Product Interaction: An Algebraic Formalism for Deep Learning Architectures

In this paper, we introduce product interactions, an algebraic formalism in which neural network layers are constructed from compositions of a multiplication operator defined over suitable algebras. Product interactions provide a principled way to generate and organize algebraic expressions by increasing interaction order. Our central observation is that algebraic expressions in modern neural networks admit a unified construction in terms of linear, quadratic, and higher-order product interactions. Convolutional and equivariant networks arise as symmetry-constrained linear product interactions, while attention and Mamba correspond to higher-order product interactions.

💡 Research Summary

The paper introduces a unifying algebraic framework called “product interaction” for constructing deep learning layers. The authors start by defining an algebra over a base field (ℝ or ℂ) as a vector space equipped with a bilinear product. Data features are embedded into a feature algebra A, while auxiliary structural information such as positions or time indices is embedded into a structural algebra B. By taking the tensor product B ⊗ A, a signal becomes a single algebraic element.

A key construct is the Multiplication operator (O_K), parameterized by a filter element (K) and two linear structural operators (L_1, L_2). It acts as (O_K(X)=L_1(K·L_2(X))), where “·” denotes the algebraic product. By composing several such operators, the authors define product interactions (O_{\text{prod}}). Two composition patterns are distinguished: (2) where the filter is the output of a previous multiplication, and (3) where the filter itself is fed as an input to another multiplication.

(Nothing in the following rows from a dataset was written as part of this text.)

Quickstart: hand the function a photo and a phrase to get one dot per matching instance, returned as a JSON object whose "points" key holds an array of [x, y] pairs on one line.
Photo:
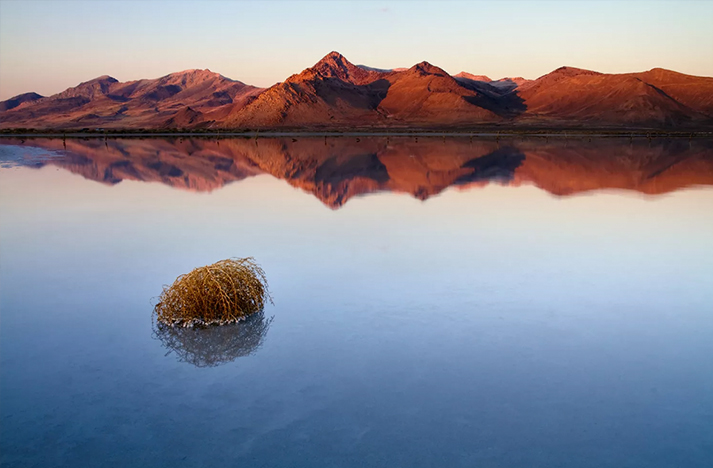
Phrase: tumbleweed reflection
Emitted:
{"points": [[214, 345]]}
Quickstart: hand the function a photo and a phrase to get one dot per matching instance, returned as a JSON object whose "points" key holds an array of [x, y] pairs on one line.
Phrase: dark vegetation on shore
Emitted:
{"points": [[304, 132]]}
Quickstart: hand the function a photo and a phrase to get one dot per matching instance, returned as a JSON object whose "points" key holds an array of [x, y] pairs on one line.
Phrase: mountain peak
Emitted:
{"points": [[426, 68], [470, 76], [335, 65]]}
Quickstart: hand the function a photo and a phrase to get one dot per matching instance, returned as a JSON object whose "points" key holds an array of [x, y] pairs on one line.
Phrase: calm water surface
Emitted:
{"points": [[489, 304]]}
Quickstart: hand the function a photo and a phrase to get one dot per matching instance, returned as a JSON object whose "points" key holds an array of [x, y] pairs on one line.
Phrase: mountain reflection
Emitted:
{"points": [[214, 345], [335, 169]]}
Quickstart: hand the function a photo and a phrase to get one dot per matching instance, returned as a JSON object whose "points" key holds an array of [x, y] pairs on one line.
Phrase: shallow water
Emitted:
{"points": [[491, 303]]}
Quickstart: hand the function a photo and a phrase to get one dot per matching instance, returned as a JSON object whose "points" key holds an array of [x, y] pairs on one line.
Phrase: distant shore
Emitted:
{"points": [[414, 132]]}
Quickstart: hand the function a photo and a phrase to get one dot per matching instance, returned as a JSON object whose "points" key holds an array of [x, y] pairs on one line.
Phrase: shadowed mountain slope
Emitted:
{"points": [[337, 169]]}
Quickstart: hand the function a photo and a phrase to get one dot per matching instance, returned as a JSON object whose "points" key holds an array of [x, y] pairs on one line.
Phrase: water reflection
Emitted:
{"points": [[336, 169], [215, 345]]}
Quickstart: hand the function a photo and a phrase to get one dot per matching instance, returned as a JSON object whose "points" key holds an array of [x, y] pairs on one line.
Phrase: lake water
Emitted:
{"points": [[438, 303]]}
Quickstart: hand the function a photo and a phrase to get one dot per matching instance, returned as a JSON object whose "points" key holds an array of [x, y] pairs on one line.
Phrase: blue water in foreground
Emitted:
{"points": [[491, 327]]}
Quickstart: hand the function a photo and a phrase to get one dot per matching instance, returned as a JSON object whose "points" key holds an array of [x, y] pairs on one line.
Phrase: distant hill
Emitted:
{"points": [[338, 169], [336, 94]]}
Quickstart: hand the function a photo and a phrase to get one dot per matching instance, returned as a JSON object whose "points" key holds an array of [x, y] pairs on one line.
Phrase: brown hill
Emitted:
{"points": [[336, 94], [18, 100], [333, 92], [582, 96]]}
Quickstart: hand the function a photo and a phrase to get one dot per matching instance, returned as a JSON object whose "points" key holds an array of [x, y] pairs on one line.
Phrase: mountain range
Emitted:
{"points": [[337, 169], [335, 94]]}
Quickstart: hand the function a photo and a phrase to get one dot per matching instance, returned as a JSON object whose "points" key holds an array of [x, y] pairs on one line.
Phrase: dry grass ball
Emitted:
{"points": [[225, 292]]}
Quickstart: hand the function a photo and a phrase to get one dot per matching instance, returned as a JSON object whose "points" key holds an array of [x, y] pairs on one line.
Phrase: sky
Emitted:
{"points": [[48, 46]]}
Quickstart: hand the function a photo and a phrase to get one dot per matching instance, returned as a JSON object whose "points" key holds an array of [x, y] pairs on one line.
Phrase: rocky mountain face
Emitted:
{"points": [[337, 169], [336, 94]]}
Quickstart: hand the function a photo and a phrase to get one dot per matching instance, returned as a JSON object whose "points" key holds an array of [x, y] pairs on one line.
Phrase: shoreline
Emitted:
{"points": [[479, 133]]}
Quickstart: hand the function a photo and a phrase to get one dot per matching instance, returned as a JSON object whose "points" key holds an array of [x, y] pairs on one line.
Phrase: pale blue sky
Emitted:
{"points": [[47, 46]]}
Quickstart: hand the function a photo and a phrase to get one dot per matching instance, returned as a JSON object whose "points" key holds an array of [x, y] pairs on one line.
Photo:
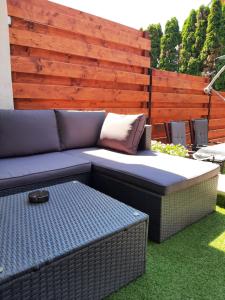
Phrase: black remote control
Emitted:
{"points": [[38, 197]]}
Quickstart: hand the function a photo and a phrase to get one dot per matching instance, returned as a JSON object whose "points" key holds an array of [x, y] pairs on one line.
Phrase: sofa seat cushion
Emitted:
{"points": [[157, 172], [27, 132], [79, 129], [22, 171]]}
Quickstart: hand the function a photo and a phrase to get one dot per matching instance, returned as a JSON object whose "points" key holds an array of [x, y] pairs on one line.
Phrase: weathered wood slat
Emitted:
{"points": [[43, 15], [174, 90], [178, 98], [178, 112], [175, 75], [23, 51], [39, 91], [177, 83], [79, 15], [54, 68], [68, 104], [63, 45]]}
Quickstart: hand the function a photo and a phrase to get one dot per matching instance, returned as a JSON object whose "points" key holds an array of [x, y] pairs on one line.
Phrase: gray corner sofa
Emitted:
{"points": [[40, 148]]}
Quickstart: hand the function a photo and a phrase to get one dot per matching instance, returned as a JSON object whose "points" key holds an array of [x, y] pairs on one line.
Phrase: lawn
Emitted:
{"points": [[190, 265]]}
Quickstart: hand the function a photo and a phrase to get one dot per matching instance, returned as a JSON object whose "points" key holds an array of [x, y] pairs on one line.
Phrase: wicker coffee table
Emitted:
{"points": [[81, 244]]}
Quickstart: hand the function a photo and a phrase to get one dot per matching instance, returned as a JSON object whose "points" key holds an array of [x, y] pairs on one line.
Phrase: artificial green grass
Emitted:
{"points": [[190, 265]]}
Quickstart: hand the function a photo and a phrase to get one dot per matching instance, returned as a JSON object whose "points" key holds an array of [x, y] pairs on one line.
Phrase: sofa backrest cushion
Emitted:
{"points": [[26, 132], [122, 132], [78, 129]]}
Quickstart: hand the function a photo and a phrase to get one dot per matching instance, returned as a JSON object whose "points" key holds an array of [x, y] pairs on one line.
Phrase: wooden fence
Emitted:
{"points": [[66, 59], [217, 119], [63, 58]]}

The notion of self‑interaction order quantifies how many times the input (X) appears multiplicatively in the expression. Order‑1 interactions correspond to linear operations such as standard convolutions, gated linear units, and classical state‑space models (SSMs). Order‑2 interactions arise when the filter is set equal to the input, yielding quadratic forms; this captures the input‑dependent gating of Mamba. Order‑3 interactions are obtained by nesting a quadratic interaction inside another multiplication, producing cubic forms that match the data‑dependent routing of attention mechanisms and SE(3)‑attention. Higher orders can be built by further nesting, enabling multi‑level message‑passing structures.

The symmetry principle (Definition 3.9) requires that a product interaction commute with any data transformation (T_g) representing a group action. This imposes constraints on the algebra’s structure constants, ensuring equivariance. The framework reproduces known equivariant architectures: translation‑equivariant convolutions (CNNs) as order‑1, SO(2)‑equivariant Harmonic Networks, SO(3)‑equivariant Tensor Field Networks, and SE(3)‑equivariant attention as higher‑order product interactions.

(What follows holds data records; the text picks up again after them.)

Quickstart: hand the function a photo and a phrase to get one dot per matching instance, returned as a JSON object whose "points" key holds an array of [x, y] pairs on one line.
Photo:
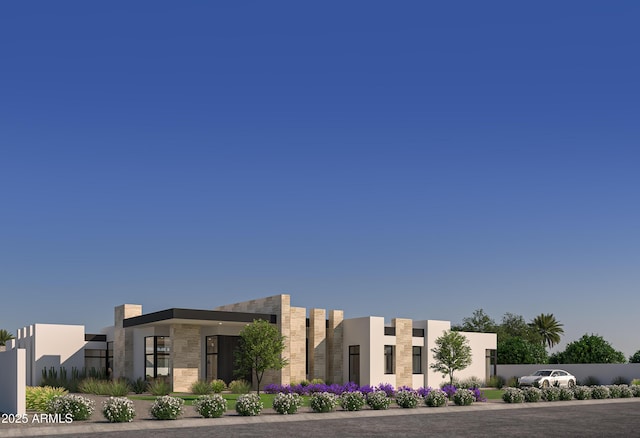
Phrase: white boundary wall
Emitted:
{"points": [[13, 364], [604, 372]]}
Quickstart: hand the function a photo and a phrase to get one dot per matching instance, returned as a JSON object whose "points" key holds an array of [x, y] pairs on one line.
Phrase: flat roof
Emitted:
{"points": [[197, 315]]}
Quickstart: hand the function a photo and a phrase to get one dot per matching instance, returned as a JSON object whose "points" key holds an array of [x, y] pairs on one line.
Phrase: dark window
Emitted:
{"points": [[354, 364], [212, 358], [389, 362], [417, 360], [156, 355]]}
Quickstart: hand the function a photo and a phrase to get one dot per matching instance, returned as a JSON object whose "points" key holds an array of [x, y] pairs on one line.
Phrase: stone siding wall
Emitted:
{"points": [[404, 352], [185, 355]]}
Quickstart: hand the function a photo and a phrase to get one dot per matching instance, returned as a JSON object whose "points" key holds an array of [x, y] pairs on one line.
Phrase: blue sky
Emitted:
{"points": [[416, 160]]}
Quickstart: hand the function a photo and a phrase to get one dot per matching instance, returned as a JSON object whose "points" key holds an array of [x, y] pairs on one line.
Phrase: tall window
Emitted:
{"points": [[417, 360], [212, 358], [389, 362], [354, 364], [156, 355]]}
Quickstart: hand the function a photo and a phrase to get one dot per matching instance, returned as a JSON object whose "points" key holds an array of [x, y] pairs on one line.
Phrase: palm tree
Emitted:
{"points": [[548, 328], [4, 337]]}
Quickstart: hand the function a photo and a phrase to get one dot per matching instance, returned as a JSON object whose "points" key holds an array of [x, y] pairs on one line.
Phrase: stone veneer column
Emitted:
{"points": [[335, 348], [123, 341], [297, 344], [185, 355], [404, 352], [318, 344]]}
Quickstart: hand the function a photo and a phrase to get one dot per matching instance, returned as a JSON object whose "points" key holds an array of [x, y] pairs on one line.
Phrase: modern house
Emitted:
{"points": [[186, 345]]}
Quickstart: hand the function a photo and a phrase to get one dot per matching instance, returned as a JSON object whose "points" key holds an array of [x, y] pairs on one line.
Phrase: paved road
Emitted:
{"points": [[552, 420]]}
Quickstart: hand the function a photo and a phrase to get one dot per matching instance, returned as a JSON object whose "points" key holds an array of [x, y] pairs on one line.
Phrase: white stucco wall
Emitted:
{"points": [[51, 345], [604, 372], [12, 381]]}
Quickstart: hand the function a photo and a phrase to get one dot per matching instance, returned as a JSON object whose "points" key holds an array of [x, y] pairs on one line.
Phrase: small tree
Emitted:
{"points": [[4, 337], [452, 353], [261, 347]]}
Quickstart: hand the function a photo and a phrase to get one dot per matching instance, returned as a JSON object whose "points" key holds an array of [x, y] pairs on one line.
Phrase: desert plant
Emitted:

Empirical studies compare models of increasing self‑interaction order on image, sequence, and 3‑D point‑cloud tasks. Results show systematic performance gains when moving from order‑1 to order‑3, provided that appropriate symmetry constraints are retained. Higher order models also incur larger computational costs and risk over‑fitting if symmetry is not enforced. The paper demonstrates that structural operators (L_1, L_2) can implement masking, causal constraints, and neighborhood restrictions, further illustrating the flexibility of the formalism.

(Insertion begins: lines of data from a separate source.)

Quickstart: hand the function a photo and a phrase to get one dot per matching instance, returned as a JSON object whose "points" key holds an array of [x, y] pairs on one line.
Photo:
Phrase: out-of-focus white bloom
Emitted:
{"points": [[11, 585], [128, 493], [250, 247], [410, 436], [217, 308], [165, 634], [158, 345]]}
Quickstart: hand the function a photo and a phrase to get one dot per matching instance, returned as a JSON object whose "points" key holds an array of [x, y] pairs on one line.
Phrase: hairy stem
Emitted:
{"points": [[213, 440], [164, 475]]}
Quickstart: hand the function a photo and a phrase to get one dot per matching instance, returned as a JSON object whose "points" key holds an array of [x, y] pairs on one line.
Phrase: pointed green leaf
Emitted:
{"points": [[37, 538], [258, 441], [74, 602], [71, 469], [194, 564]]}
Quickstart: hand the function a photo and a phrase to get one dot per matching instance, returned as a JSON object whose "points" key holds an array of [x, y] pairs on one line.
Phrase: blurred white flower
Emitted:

In summary, the authors present a single algebraic multiplication operator that, when composed, can generate a wide spectrum of modern deep learning architectures. By controlling self‑interaction order and symmetry constraints, the framework offers a principled way to navigate the design space of neural networks, bridging convolutional, attention‑based, state‑space, and equivariant models under one mathematical umbrella. This work opens avenues for systematic exploration of novel algebra‑driven architectures and for better understanding the trade‑offs between expressivity, symmetry, and efficiency.